When in doubt, break up a big idea into several sections. Separate topics into new pages if needed, or convey your message through images and videos. What you should never do, if you want to keep visitors on your site and decrease bounce, is hit them with too many words at once.
#7 Edit and Proofread
While it isn’t strictly a usability issue, using improper grammar, spelling, and punctuation will affect bounce rates.
In extreme situations, potential customers might not be able to follow your logic or messaging because they don’t understand. In most cases, though, the issue with sloppy editing and proofreading is that it undercuts your credibility. Prospects leave your site immediately because they feel you aren’t professional or can’t be trusted based on the quality of your text.
Most businesspeople don’t enjoy copywriting or content creation. If you aren’t great with words, have someone else double check your marketing messages to ensure they aren’t driving customers away.
#8 Link to Other Pages and Resources
As obvious as it might seem, some visitors could bounce from your website simply because they don’t know what to do next. Building a clear and intuitive navigation structure in your website can go a long way toward solving this problem but it isn’t the only answer.
Most of the pages on your site are going to have internal text and image links that point towards other resources. You don’t want to overdo it, but these should be easy to identify and follow. That way buyers can move along to related products, services, or topics as they move through their own journey and stay engaged with your content along the way.
Having too many or too few internal links can increase bounce rates, so study your web analytics to find a happy medium.
#9 Give a Clear and Compelling Next Step
Your most important internal link and navigation element is the call to action that drives conversions. If you want visitors to click a ‘buy’ button, sign up for an appointment, or take some other next step, ask them in a clear and distinct way.
There is an art and science to crafting offers, but the big takeaways are to frame things in value-added terms and be direct. Let prospects know what you want them to do and what’s in it for them. Fail to make your UX in an explicit way and your website will bleed traffic rather than generating conversions.

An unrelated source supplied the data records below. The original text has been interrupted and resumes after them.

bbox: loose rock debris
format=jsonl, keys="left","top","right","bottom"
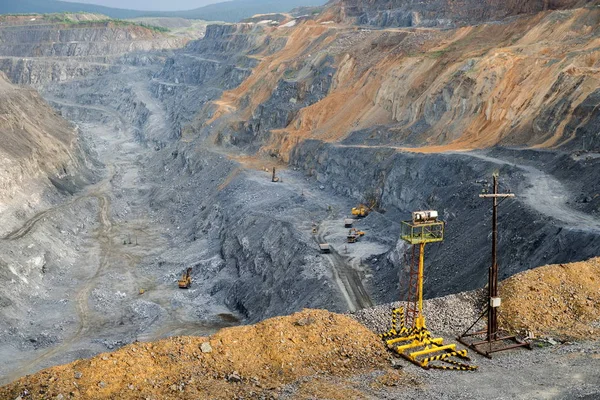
{"left": 0, "top": 309, "right": 410, "bottom": 399}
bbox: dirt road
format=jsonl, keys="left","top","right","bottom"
{"left": 460, "top": 151, "right": 600, "bottom": 232}
{"left": 316, "top": 223, "right": 373, "bottom": 312}
{"left": 335, "top": 143, "right": 600, "bottom": 232}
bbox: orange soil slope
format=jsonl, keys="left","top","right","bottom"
{"left": 201, "top": 7, "right": 600, "bottom": 160}
{"left": 500, "top": 257, "right": 600, "bottom": 340}
{"left": 0, "top": 309, "right": 400, "bottom": 400}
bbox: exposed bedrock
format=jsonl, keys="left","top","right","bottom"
{"left": 142, "top": 142, "right": 346, "bottom": 323}
{"left": 290, "top": 140, "right": 600, "bottom": 302}
{"left": 231, "top": 56, "right": 336, "bottom": 150}
{"left": 339, "top": 0, "right": 597, "bottom": 28}
{"left": 0, "top": 23, "right": 186, "bottom": 57}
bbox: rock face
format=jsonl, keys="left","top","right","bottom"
{"left": 338, "top": 0, "right": 597, "bottom": 27}
{"left": 0, "top": 21, "right": 185, "bottom": 58}
{"left": 290, "top": 141, "right": 600, "bottom": 301}
{"left": 143, "top": 144, "right": 343, "bottom": 323}
{"left": 0, "top": 70, "right": 94, "bottom": 362}
{"left": 0, "top": 15, "right": 186, "bottom": 87}
{"left": 0, "top": 71, "right": 85, "bottom": 207}
{"left": 2, "top": 4, "right": 600, "bottom": 388}
{"left": 199, "top": 7, "right": 600, "bottom": 158}
{"left": 233, "top": 55, "right": 335, "bottom": 149}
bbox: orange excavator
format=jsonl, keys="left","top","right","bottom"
{"left": 347, "top": 228, "right": 365, "bottom": 243}
{"left": 351, "top": 200, "right": 376, "bottom": 218}
{"left": 178, "top": 267, "right": 192, "bottom": 289}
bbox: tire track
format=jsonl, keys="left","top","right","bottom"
{"left": 5, "top": 191, "right": 112, "bottom": 383}
{"left": 459, "top": 151, "right": 600, "bottom": 232}
{"left": 315, "top": 224, "right": 373, "bottom": 312}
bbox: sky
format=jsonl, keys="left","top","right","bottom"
{"left": 60, "top": 0, "right": 226, "bottom": 11}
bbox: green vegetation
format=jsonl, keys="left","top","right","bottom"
{"left": 137, "top": 23, "right": 170, "bottom": 33}
{"left": 283, "top": 68, "right": 296, "bottom": 79}
{"left": 43, "top": 13, "right": 169, "bottom": 33}
{"left": 427, "top": 49, "right": 449, "bottom": 59}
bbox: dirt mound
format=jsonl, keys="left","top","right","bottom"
{"left": 499, "top": 257, "right": 600, "bottom": 340}
{"left": 0, "top": 309, "right": 395, "bottom": 399}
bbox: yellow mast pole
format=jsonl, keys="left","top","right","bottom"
{"left": 416, "top": 242, "right": 426, "bottom": 329}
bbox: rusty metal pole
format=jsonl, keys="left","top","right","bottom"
{"left": 458, "top": 176, "right": 530, "bottom": 357}
{"left": 488, "top": 175, "right": 499, "bottom": 342}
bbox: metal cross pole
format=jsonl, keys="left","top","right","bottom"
{"left": 458, "top": 175, "right": 531, "bottom": 357}
{"left": 479, "top": 175, "right": 514, "bottom": 341}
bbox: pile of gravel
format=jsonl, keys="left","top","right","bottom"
{"left": 350, "top": 289, "right": 487, "bottom": 336}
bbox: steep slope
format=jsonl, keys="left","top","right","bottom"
{"left": 196, "top": 6, "right": 600, "bottom": 158}
{"left": 499, "top": 257, "right": 600, "bottom": 339}
{"left": 0, "top": 309, "right": 395, "bottom": 399}
{"left": 0, "top": 71, "right": 82, "bottom": 212}
{"left": 0, "top": 14, "right": 187, "bottom": 87}
{"left": 169, "top": 3, "right": 600, "bottom": 303}
{"left": 0, "top": 70, "right": 96, "bottom": 381}
{"left": 336, "top": 0, "right": 597, "bottom": 28}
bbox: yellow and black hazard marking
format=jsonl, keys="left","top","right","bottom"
{"left": 427, "top": 356, "right": 477, "bottom": 371}
{"left": 379, "top": 307, "right": 477, "bottom": 371}
{"left": 380, "top": 308, "right": 409, "bottom": 339}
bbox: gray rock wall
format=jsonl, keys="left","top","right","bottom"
{"left": 0, "top": 24, "right": 185, "bottom": 57}
{"left": 144, "top": 144, "right": 343, "bottom": 323}
{"left": 290, "top": 140, "right": 600, "bottom": 302}
{"left": 340, "top": 0, "right": 595, "bottom": 28}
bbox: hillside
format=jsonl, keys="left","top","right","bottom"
{"left": 500, "top": 257, "right": 600, "bottom": 340}
{"left": 0, "top": 0, "right": 327, "bottom": 22}
{"left": 2, "top": 259, "right": 599, "bottom": 398}
{"left": 0, "top": 309, "right": 397, "bottom": 399}
{"left": 0, "top": 71, "right": 81, "bottom": 207}
{"left": 196, "top": 5, "right": 600, "bottom": 158}
{"left": 337, "top": 0, "right": 598, "bottom": 28}
{"left": 0, "top": 14, "right": 184, "bottom": 59}
{"left": 0, "top": 0, "right": 599, "bottom": 397}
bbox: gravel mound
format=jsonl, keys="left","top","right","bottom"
{"left": 350, "top": 289, "right": 486, "bottom": 336}
{"left": 499, "top": 257, "right": 600, "bottom": 340}
{"left": 0, "top": 309, "right": 400, "bottom": 400}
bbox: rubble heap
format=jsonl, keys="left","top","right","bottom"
{"left": 0, "top": 309, "right": 404, "bottom": 399}
{"left": 500, "top": 257, "right": 600, "bottom": 340}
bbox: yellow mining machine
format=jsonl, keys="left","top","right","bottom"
{"left": 346, "top": 228, "right": 365, "bottom": 243}
{"left": 178, "top": 267, "right": 192, "bottom": 289}
{"left": 351, "top": 199, "right": 378, "bottom": 218}
{"left": 271, "top": 167, "right": 280, "bottom": 183}
{"left": 380, "top": 211, "right": 477, "bottom": 371}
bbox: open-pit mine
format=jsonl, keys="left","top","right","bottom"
{"left": 0, "top": 2, "right": 599, "bottom": 398}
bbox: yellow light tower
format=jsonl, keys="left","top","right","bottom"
{"left": 380, "top": 211, "right": 476, "bottom": 371}
{"left": 400, "top": 210, "right": 444, "bottom": 330}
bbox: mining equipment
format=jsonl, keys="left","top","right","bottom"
{"left": 344, "top": 218, "right": 354, "bottom": 228}
{"left": 319, "top": 243, "right": 331, "bottom": 254}
{"left": 271, "top": 167, "right": 279, "bottom": 182}
{"left": 379, "top": 210, "right": 477, "bottom": 370}
{"left": 178, "top": 267, "right": 192, "bottom": 289}
{"left": 347, "top": 228, "right": 365, "bottom": 243}
{"left": 351, "top": 204, "right": 371, "bottom": 218}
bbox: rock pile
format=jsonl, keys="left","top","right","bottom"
{"left": 0, "top": 309, "right": 400, "bottom": 399}
{"left": 351, "top": 289, "right": 486, "bottom": 336}
{"left": 499, "top": 257, "right": 600, "bottom": 340}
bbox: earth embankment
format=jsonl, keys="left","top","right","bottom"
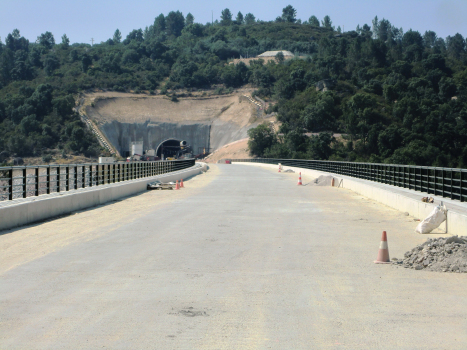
{"left": 78, "top": 90, "right": 271, "bottom": 156}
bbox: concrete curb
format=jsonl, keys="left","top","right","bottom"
{"left": 236, "top": 162, "right": 467, "bottom": 236}
{"left": 0, "top": 163, "right": 207, "bottom": 232}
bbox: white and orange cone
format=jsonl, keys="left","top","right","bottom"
{"left": 180, "top": 179, "right": 184, "bottom": 188}
{"left": 174, "top": 180, "right": 180, "bottom": 190}
{"left": 278, "top": 163, "right": 282, "bottom": 172}
{"left": 297, "top": 172, "right": 302, "bottom": 185}
{"left": 374, "top": 231, "right": 391, "bottom": 264}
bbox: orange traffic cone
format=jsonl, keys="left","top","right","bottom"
{"left": 297, "top": 172, "right": 302, "bottom": 185}
{"left": 374, "top": 231, "right": 391, "bottom": 264}
{"left": 180, "top": 179, "right": 184, "bottom": 188}
{"left": 174, "top": 180, "right": 180, "bottom": 190}
{"left": 278, "top": 163, "right": 281, "bottom": 172}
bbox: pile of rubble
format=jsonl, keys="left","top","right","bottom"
{"left": 393, "top": 236, "right": 467, "bottom": 273}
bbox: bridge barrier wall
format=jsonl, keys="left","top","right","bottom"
{"left": 0, "top": 163, "right": 207, "bottom": 232}
{"left": 236, "top": 162, "right": 467, "bottom": 237}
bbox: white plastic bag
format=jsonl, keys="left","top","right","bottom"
{"left": 415, "top": 204, "right": 447, "bottom": 234}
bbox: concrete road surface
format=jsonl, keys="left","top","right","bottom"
{"left": 1, "top": 164, "right": 466, "bottom": 349}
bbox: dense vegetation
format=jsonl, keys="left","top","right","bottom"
{"left": 1, "top": 6, "right": 466, "bottom": 166}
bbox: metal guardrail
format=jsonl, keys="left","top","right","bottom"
{"left": 0, "top": 159, "right": 195, "bottom": 202}
{"left": 232, "top": 158, "right": 467, "bottom": 203}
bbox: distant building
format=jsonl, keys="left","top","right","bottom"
{"left": 258, "top": 50, "right": 294, "bottom": 58}
{"left": 130, "top": 141, "right": 143, "bottom": 156}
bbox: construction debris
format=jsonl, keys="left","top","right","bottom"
{"left": 415, "top": 204, "right": 447, "bottom": 234}
{"left": 313, "top": 175, "right": 335, "bottom": 186}
{"left": 422, "top": 197, "right": 434, "bottom": 203}
{"left": 392, "top": 236, "right": 467, "bottom": 272}
{"left": 147, "top": 180, "right": 175, "bottom": 190}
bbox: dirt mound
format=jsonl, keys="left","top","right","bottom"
{"left": 393, "top": 236, "right": 467, "bottom": 273}
{"left": 203, "top": 138, "right": 252, "bottom": 163}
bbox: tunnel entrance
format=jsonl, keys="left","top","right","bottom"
{"left": 156, "top": 138, "right": 183, "bottom": 158}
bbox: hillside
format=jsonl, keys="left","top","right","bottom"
{"left": 1, "top": 7, "right": 467, "bottom": 166}
{"left": 203, "top": 138, "right": 251, "bottom": 163}
{"left": 77, "top": 89, "right": 273, "bottom": 156}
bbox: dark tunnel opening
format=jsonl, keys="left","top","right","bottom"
{"left": 156, "top": 139, "right": 182, "bottom": 158}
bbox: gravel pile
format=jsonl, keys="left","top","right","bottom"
{"left": 283, "top": 169, "right": 295, "bottom": 173}
{"left": 393, "top": 236, "right": 467, "bottom": 273}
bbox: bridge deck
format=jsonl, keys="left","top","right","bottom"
{"left": 1, "top": 164, "right": 466, "bottom": 349}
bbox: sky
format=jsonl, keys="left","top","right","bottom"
{"left": 1, "top": 0, "right": 466, "bottom": 45}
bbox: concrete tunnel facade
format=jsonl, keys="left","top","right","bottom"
{"left": 99, "top": 121, "right": 211, "bottom": 157}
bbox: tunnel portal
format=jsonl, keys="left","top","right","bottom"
{"left": 156, "top": 138, "right": 183, "bottom": 158}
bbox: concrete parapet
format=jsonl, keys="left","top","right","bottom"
{"left": 0, "top": 163, "right": 206, "bottom": 232}
{"left": 236, "top": 162, "right": 467, "bottom": 237}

Finding the perfect call to action is often a matter of experimentation. Keep looking for offers that reduce bounces while improving your conversion rates.
Look Beyond the Bounce Rate
While the bulk of this article has been devoted to improving your UX in a way that decreases bounce rates, we have to add one little caveat before we let you go: bounce rates are not a perfect measure of activity and engagement.

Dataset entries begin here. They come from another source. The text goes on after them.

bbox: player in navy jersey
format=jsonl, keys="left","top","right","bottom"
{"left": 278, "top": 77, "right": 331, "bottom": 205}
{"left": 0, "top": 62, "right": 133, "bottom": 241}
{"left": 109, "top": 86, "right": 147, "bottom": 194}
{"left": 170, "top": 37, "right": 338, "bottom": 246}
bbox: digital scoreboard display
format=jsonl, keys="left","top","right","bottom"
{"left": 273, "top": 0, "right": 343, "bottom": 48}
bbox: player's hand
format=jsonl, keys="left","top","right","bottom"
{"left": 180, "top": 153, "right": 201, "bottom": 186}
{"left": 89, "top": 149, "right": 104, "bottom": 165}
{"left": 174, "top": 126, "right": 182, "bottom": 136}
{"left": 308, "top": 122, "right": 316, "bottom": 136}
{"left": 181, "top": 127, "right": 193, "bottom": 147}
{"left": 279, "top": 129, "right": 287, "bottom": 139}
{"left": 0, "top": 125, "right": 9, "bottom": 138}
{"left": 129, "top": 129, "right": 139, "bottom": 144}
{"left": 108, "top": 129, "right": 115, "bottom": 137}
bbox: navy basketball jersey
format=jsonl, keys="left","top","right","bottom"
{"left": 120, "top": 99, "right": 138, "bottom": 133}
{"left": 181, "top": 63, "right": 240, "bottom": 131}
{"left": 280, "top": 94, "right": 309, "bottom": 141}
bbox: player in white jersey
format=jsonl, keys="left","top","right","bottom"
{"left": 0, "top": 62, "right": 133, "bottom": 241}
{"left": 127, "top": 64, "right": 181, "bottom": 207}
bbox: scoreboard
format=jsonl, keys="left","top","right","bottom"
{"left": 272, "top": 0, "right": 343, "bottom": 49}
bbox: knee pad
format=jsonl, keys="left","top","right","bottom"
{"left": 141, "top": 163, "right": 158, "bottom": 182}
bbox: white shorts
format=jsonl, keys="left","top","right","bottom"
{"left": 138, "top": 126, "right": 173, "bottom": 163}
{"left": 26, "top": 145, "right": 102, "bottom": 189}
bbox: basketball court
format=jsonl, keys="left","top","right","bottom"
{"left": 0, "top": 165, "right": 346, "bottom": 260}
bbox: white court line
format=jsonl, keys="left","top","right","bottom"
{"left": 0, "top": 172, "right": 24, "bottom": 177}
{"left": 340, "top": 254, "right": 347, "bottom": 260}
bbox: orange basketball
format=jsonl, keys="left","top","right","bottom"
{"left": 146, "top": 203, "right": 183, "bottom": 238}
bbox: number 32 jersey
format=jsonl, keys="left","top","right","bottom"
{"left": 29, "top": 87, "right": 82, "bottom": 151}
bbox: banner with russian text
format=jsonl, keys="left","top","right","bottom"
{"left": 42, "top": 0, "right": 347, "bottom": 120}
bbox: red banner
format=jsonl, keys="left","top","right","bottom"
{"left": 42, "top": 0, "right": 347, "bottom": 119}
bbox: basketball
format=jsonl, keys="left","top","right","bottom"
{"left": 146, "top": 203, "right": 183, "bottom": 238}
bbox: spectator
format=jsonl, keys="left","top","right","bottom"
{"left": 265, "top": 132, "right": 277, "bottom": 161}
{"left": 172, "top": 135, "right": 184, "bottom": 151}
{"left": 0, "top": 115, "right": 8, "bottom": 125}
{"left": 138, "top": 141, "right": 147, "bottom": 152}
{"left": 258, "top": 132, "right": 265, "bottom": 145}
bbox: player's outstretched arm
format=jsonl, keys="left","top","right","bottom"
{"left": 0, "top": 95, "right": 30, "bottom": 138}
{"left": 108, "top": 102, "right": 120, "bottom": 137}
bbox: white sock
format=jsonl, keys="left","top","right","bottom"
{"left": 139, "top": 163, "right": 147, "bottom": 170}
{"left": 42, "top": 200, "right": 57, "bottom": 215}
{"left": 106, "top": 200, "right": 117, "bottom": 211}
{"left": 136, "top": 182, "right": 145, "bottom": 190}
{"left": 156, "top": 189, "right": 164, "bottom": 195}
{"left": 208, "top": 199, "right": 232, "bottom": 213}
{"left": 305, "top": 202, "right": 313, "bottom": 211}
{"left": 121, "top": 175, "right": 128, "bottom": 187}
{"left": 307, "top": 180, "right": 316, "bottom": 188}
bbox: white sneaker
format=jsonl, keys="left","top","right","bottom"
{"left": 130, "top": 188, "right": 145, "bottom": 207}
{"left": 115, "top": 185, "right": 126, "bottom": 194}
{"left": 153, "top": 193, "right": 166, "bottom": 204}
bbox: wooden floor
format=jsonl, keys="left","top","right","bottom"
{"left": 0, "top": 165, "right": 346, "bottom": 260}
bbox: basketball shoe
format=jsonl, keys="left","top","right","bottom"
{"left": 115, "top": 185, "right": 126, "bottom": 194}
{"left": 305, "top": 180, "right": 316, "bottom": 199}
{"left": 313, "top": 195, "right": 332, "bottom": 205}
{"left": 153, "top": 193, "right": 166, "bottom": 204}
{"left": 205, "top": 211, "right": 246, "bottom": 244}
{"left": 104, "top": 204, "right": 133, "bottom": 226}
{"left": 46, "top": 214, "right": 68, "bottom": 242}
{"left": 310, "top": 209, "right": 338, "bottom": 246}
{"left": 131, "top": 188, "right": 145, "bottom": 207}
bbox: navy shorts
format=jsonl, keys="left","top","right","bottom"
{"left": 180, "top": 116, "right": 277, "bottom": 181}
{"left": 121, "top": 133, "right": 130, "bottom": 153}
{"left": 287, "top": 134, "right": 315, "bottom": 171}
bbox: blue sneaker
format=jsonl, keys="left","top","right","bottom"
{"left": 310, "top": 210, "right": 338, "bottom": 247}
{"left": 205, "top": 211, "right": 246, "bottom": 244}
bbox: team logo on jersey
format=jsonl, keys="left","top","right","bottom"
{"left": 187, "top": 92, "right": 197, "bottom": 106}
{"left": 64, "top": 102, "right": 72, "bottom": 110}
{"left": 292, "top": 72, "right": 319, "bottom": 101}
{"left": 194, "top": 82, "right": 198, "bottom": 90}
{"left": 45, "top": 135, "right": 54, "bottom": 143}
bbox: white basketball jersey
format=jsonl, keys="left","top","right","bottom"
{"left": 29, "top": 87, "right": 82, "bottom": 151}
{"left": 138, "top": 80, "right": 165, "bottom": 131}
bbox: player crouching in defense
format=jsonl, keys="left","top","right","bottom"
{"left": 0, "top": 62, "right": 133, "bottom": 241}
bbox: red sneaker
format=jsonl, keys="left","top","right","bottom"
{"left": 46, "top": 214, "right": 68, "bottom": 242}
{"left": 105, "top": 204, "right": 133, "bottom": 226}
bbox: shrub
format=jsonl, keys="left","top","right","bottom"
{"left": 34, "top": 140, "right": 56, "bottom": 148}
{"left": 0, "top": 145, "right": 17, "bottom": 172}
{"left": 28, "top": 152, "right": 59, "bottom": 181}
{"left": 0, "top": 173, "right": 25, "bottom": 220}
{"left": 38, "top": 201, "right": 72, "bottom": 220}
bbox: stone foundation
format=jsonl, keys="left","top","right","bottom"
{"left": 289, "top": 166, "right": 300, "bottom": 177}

In fact, bounce rates should be considered alongside other performance indicators to get a sense of what is and isn’t working on your website. Because some people may study your pages intently before leaving, they could have a high time on site measurement or scroll depth that tells a deeper story than a simple bounce statistic would.

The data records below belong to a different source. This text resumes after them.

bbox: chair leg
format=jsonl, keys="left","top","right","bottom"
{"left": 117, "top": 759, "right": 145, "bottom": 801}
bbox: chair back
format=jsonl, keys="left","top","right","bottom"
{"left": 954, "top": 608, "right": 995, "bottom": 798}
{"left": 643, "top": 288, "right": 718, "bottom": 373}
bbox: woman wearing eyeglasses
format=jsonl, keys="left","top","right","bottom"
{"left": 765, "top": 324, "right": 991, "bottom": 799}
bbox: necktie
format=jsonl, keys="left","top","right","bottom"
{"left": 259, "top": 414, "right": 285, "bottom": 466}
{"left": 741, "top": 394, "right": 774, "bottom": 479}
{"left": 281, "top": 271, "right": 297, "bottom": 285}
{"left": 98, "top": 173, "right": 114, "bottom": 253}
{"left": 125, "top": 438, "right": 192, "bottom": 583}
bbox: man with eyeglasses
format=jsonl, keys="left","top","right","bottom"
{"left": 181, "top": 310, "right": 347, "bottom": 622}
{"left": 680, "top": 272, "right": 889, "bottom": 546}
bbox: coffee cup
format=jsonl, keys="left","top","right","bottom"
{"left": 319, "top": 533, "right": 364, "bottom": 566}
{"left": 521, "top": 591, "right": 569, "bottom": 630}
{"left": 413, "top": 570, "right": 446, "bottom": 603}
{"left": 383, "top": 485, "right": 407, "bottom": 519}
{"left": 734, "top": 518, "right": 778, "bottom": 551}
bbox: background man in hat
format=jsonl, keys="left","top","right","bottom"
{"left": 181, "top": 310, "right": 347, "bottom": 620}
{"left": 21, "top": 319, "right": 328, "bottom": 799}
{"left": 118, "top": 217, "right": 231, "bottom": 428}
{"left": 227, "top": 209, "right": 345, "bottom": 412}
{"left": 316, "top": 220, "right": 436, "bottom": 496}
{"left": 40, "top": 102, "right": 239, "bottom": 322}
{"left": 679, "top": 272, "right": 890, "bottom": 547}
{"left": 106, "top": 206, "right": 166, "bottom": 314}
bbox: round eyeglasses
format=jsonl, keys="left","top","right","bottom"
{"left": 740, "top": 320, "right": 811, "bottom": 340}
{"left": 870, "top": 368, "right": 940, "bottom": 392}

Suppose for a moment that you were to find our blog on Google and spend a few minutes reading this article, for example. If you then moved on without committing another action that bounce wouldn’t look great in our web statistics. But, you might have been so impressed with our ideas that you decided to contact us by phone to learn more. In that case the “bad” result would actually be a positive interaction.
The point here is to treat high bounce rates as a sign that improvement is needed, but not to ignore all other signals of progress or user involvement. They represent just one data point, not the whole story of how your target market views your website.